Rabu, Oktober 19, 2011

Musaqah




Pengertian Musaqah.
 
Secara etimologi, Musaqah berasal dari bahasa Arab, fi’il madli-nya adalah saqa yang artinya mengalirkan, karena mengikuti wazan mufa’alah maka kalimat saqa juga berubah menjadi musaqah.
Secara terminologi, Fuqoha berbeda-beda dalam mengertikan musaqah. Perbedaan ini tidak hanya dalam hal redaksional seperti pendapat mereka dalam mengartikan akad-akad yang lain, namun juga menyangkut masalahsubtansial dari musaqah itu sendiri..
Wahbah Zuhaily yang tenar sebagai Fuqoha kontemporer mendefinisikan Musaqah sebagai berikut:
عبارة عن العقد على العمل بالشجر ببعض الخارج, او هي معاقدة على الاشجر الى من يعمل فيها على ان الثمرة بينهما
"Musaqah secara fiqh adalah sebuah istilah dari akad mengenai pekerjaan yang berhubungan dengan pepohonan dengan sebgaian yang dihasilkan olehnya (buahnya), atau perikatan atas beberapa pohon kepada orang yang yang menggarapnya dengan ketetapan buah itu milik keduanya. "
Pengistilahan az-Zuhaily tersebut berbeda dengan pendapat Syafi’iyah, menurut mereka Musaqah adalah:
ان يعامل شحص يملك نخلا اوعنبا سخصا اخز على ان يباشر ثنيهما النخل او العنب بالسقي والتربية والحنظ ونحو ذالك وله في نظير عمله جزاء معين من الثمر اللذي يخرج منه
“Orang yang memilki pohon tamar (kurma) dan anggur Memberikan pekerjaan kepada orang lain untuk kesenangan keduanya dengan menyiram, memelihara dan menjaganya, dan bagi pekerja ia memperoleh bagian tertentu dari buah yang dihasilkan dari pohon-pohon tersebut.”
Imam al-jaziri, penulis kitab madzahibul Arba’ah merumuskan pengertian musaqah sebagai berikut: “akad untuk memelihara pohon ; kurma, tanaman (pertanian) dan yang lainnya dengan syarat-syarat tertentu”.
Hasby as-shiddiqy yang dikenal sebagai ahli hukum islam Indonesia mengartikan musaqoh secara global dan ringkas, yakni:
شركة زراعية على استثمار الشجر
“ kerjasama perihal tanaman menyangkut buah-buahan dari pepohonan”.
 
Pendapat ulama mengenai Musaqah dan Landasan Hukumnya.
1. Pendapat yang membolehkan.
 
Ibnu Rusyd dalam Bidayatul mujtahid-nya menuliskan, Jumhur ulama-yakni imam Malik, ats-Tsauri, Abu Yusuf, Muhammad bin al-Hasan (dua orang terakhir ini adalah pengikut Abu Hanifah) serta Ahmad dan Dawud-memegang kebolehan bagi hasil. Menurut mereka, bagi hasil ini dikecualikan dari sebuah hadits yang melarang menjual sesuatu yang belum terjadi dan sewa-menyewa yang tidak jelas.
Mereka berpegangan pada hadits shaahih dari Ibnu Umar r.a yang berbunyi:
ان رسول الله صلى الله عليه وسلم رفع ال يهود خيبر نخل خيبر وارضنا على ان يعملوها من اموالهم ولرسولله صلى الله عليه وسلم شطر ثمرها (اخرجه البخاري ومسلم)
“Rasulullah menyerahkan kepada orang-orang yahudi Khaibar pohon kurma dan tanah khaibar dengaan syarat mereka menggarapnya dari harta mereka, dan bagi Rasulullah adalah separuh dari buahnya” (HR. Bukhari-Muslim).
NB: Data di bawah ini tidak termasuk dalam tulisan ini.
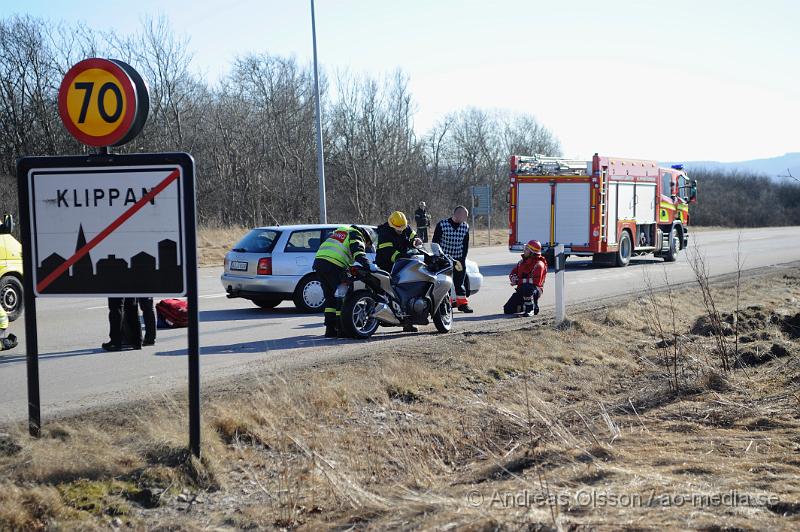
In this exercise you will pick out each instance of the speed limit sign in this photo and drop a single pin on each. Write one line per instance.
(103, 102)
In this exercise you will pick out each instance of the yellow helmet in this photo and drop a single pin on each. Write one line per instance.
(398, 220)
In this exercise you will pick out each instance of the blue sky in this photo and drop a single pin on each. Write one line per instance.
(678, 80)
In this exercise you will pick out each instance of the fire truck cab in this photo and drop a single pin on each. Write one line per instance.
(609, 208)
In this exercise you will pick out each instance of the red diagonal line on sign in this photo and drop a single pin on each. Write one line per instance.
(55, 274)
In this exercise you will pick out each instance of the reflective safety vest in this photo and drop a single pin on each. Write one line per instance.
(343, 247)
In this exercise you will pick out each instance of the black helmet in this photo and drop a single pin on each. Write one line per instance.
(366, 234)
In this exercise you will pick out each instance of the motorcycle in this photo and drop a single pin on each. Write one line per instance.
(417, 288)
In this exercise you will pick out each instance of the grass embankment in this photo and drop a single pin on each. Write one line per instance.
(579, 426)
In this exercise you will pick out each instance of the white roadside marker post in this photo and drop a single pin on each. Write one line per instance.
(560, 266)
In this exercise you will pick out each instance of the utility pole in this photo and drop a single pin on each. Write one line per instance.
(323, 209)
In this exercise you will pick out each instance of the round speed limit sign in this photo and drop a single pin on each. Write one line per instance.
(103, 102)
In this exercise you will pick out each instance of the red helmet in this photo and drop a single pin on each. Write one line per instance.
(534, 246)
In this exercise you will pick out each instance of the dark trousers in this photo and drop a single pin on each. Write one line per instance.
(524, 298)
(149, 317)
(330, 276)
(123, 321)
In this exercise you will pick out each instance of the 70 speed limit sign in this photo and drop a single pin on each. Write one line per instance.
(103, 102)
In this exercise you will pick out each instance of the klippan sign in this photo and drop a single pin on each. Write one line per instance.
(108, 231)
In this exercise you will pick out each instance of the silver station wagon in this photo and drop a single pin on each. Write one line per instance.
(273, 264)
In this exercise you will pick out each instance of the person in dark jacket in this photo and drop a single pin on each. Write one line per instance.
(395, 239)
(423, 220)
(124, 326)
(452, 235)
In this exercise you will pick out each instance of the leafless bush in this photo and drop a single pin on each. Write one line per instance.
(699, 266)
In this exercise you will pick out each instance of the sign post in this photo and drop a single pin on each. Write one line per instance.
(482, 205)
(560, 266)
(108, 225)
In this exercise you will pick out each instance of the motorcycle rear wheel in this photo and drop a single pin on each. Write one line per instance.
(357, 320)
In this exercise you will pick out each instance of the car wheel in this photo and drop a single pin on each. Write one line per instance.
(624, 251)
(11, 297)
(308, 296)
(267, 302)
(674, 246)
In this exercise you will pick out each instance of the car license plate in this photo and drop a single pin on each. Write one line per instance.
(239, 266)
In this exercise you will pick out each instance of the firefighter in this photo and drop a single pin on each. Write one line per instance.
(395, 238)
(452, 235)
(528, 278)
(346, 245)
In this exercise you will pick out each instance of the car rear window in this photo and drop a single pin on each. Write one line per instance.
(258, 241)
(305, 241)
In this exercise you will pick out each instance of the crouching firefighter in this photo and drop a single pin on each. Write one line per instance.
(528, 278)
(346, 245)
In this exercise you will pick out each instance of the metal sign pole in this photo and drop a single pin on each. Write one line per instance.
(193, 309)
(489, 215)
(560, 266)
(31, 331)
(323, 209)
(472, 210)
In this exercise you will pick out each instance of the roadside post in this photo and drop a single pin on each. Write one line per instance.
(482, 206)
(560, 267)
(108, 225)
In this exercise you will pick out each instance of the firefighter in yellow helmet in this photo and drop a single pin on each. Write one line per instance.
(346, 245)
(395, 238)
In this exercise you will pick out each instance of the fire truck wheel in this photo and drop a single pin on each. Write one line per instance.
(624, 250)
(674, 246)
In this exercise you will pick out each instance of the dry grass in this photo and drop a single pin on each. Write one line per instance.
(584, 418)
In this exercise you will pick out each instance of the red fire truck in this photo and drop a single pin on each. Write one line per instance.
(608, 208)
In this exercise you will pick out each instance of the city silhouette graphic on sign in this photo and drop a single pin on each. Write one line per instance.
(113, 274)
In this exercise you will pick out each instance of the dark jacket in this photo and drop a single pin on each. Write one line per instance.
(422, 218)
(392, 244)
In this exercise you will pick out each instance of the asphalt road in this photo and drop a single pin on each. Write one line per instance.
(236, 337)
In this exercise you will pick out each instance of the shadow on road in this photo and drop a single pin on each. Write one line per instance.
(248, 314)
(8, 359)
(296, 342)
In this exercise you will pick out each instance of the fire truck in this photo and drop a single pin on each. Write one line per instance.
(608, 208)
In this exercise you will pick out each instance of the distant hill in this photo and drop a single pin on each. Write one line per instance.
(773, 167)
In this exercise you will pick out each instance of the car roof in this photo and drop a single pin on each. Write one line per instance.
(297, 227)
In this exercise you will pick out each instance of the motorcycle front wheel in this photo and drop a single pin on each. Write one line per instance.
(357, 320)
(443, 317)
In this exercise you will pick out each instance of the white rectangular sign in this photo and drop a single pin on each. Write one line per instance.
(108, 231)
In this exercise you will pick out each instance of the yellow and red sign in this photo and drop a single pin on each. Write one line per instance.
(103, 102)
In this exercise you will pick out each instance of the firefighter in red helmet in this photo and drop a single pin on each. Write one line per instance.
(528, 279)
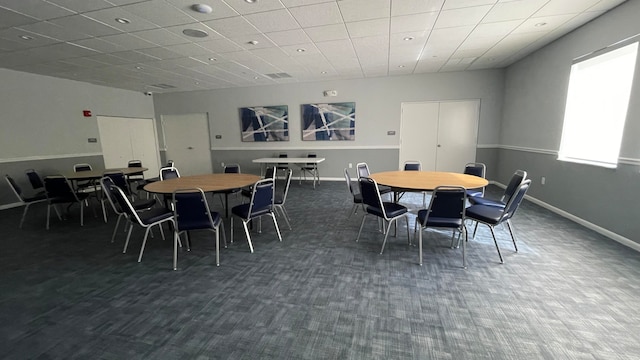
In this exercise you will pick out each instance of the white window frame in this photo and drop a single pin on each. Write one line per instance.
(598, 96)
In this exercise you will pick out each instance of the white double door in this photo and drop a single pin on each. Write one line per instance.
(187, 143)
(123, 139)
(442, 135)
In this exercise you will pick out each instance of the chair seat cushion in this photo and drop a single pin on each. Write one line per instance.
(484, 213)
(391, 209)
(243, 211)
(195, 224)
(154, 215)
(478, 200)
(434, 221)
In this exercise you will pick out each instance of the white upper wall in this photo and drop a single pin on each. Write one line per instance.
(377, 101)
(42, 116)
(536, 87)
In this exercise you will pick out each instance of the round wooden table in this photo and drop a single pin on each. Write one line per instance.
(426, 180)
(207, 182)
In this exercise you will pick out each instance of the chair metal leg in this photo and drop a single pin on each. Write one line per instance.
(144, 242)
(496, 242)
(275, 223)
(513, 236)
(246, 231)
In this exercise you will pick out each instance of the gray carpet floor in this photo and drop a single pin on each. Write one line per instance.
(69, 293)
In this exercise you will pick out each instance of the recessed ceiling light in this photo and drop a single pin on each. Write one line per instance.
(201, 8)
(194, 33)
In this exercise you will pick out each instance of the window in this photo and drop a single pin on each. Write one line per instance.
(596, 108)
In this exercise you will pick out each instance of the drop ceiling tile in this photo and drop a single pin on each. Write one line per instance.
(327, 32)
(415, 22)
(10, 18)
(317, 15)
(160, 37)
(159, 12)
(289, 37)
(358, 10)
(85, 25)
(234, 26)
(82, 6)
(505, 11)
(220, 45)
(51, 30)
(368, 28)
(564, 7)
(36, 8)
(109, 16)
(276, 20)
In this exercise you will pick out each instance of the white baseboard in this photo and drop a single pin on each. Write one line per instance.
(589, 225)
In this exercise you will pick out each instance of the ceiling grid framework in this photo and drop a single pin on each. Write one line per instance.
(141, 44)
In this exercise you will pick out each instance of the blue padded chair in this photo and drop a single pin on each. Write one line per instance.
(446, 211)
(25, 200)
(516, 179)
(390, 212)
(357, 197)
(106, 184)
(145, 219)
(494, 215)
(311, 169)
(479, 170)
(261, 204)
(60, 191)
(281, 197)
(191, 212)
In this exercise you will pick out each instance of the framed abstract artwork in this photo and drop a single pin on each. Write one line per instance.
(265, 123)
(332, 122)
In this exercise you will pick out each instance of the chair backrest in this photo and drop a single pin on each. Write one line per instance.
(347, 178)
(282, 198)
(14, 186)
(106, 183)
(232, 168)
(371, 194)
(363, 170)
(58, 186)
(261, 198)
(412, 165)
(515, 200)
(34, 179)
(119, 180)
(516, 179)
(447, 202)
(81, 167)
(476, 169)
(191, 210)
(169, 173)
(270, 173)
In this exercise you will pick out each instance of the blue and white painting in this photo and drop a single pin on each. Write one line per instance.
(265, 123)
(336, 121)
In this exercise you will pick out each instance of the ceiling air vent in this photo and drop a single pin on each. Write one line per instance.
(278, 75)
(163, 86)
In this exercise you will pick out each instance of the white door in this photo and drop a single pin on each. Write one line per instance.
(187, 142)
(442, 135)
(124, 139)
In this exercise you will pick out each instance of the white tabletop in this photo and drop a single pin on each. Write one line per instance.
(288, 160)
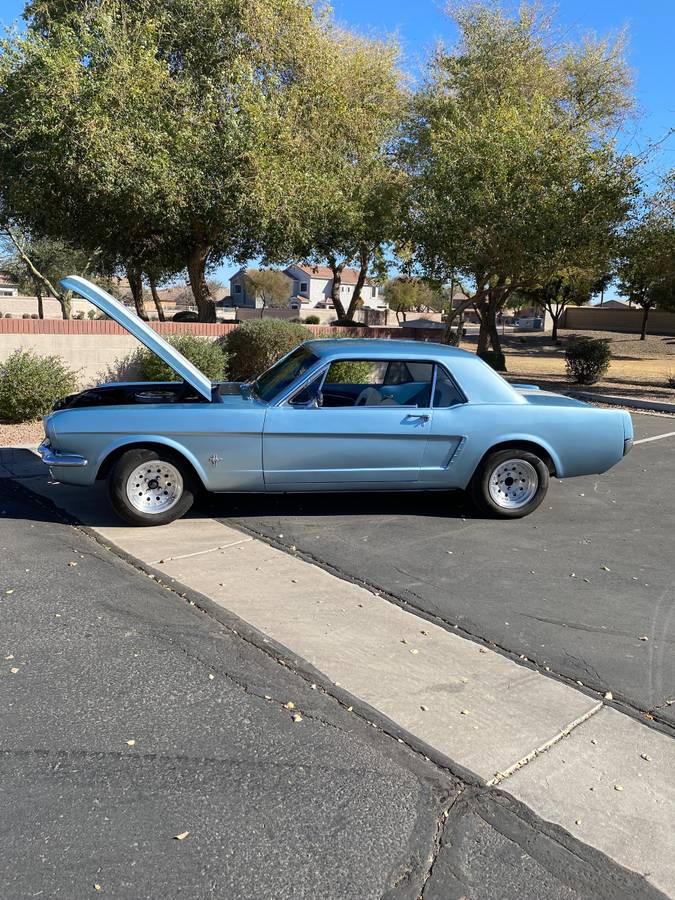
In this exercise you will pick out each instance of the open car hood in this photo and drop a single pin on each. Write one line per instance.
(141, 330)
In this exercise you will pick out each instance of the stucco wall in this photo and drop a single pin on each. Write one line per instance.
(597, 318)
(94, 348)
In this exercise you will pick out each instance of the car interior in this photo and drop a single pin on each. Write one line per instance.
(364, 383)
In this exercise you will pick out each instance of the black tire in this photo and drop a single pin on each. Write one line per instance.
(510, 483)
(174, 496)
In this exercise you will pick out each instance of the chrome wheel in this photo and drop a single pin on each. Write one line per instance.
(513, 483)
(154, 487)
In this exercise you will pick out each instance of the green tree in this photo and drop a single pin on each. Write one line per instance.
(39, 264)
(270, 286)
(514, 174)
(404, 295)
(351, 190)
(160, 130)
(646, 265)
(570, 288)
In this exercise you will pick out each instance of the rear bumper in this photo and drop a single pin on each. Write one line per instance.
(51, 457)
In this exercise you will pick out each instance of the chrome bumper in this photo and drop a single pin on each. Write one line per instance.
(56, 458)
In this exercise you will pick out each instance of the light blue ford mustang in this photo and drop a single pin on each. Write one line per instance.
(332, 415)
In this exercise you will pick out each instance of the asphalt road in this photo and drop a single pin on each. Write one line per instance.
(585, 586)
(115, 739)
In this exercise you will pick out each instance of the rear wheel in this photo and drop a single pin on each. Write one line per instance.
(150, 487)
(510, 483)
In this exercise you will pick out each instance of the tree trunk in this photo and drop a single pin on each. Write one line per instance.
(364, 259)
(554, 331)
(484, 332)
(493, 330)
(645, 316)
(196, 263)
(135, 279)
(155, 299)
(336, 268)
(457, 313)
(64, 299)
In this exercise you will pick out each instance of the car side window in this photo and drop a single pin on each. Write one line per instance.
(446, 392)
(356, 382)
(310, 395)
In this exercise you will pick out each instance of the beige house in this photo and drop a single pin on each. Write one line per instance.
(311, 288)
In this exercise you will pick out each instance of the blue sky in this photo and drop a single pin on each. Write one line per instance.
(419, 24)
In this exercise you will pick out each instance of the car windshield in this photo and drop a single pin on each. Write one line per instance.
(283, 374)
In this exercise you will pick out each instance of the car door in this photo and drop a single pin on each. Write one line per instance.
(367, 426)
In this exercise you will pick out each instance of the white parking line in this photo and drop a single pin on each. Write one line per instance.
(657, 437)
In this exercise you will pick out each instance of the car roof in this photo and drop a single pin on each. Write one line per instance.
(383, 348)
Dalam satu riwayat juga disebutkan:
انه صلى الله عليه وسلم سا قاهم على نصف ما تخرجه الرض والثمرة (اخرجه البخاري ومسلم)
“Rasulullah saw. Mengadakan transaksi muusaqah dengan mereka (Yahudi Khaibar) atas separuh dari hasil tanah dan buah”(HR. Bukhari-Muslim).
 
Menurut Imam Malik bahwa masaqah dibolehkan untuk semua pohon yang memiliki akar kuat, seperti delima, tin, zaitun dan pohon-pohon yang serupa dengan itu dan dibolehkan pula untuk pohon-pohon yang berakar tidak kuat, seperti semangka, dalam keadaan pemilik tidak lagi memiliki kemampuan untuk menggarapnya.
Menurut Madzhab Hambali, musaqah diperbolehkan untuk semua pohon yang buahnya dapat dimakan, dalam kitab al-mughni, Imam malik berkata; musaqah diperbolehkan untuk pohon tadah hujan dan diperbolehkan pula untuk pohon-pohon yang perlu disiram. Menurut Hanafiyah semua pohon yang mempunyai akar ke dasar bumi, dapat di-musaqah-kan, seperti tebu.
Ulama-ulama fiqh kontemporer juga mengikuti pendapat ini, di antaranya adalah Wahbah az-Zuhaili (pengarang Fiqh al-Mu’amalah al-Muashirah), Sayyid Sabiq (pengarang fiqh as-Sunnah), dan Afzalur Rahman (pengarang Economic Doctrines of Islam). Di Indonesia, ulama sepakat atas kebolehan musaqah. Disamping itu, teknis, rukun ,dan syarat Musaqah di telah diatur dalam Kompilasi Hukum Ekonomi Syari’ah pasal 266, 267, 268, 269, dan 270.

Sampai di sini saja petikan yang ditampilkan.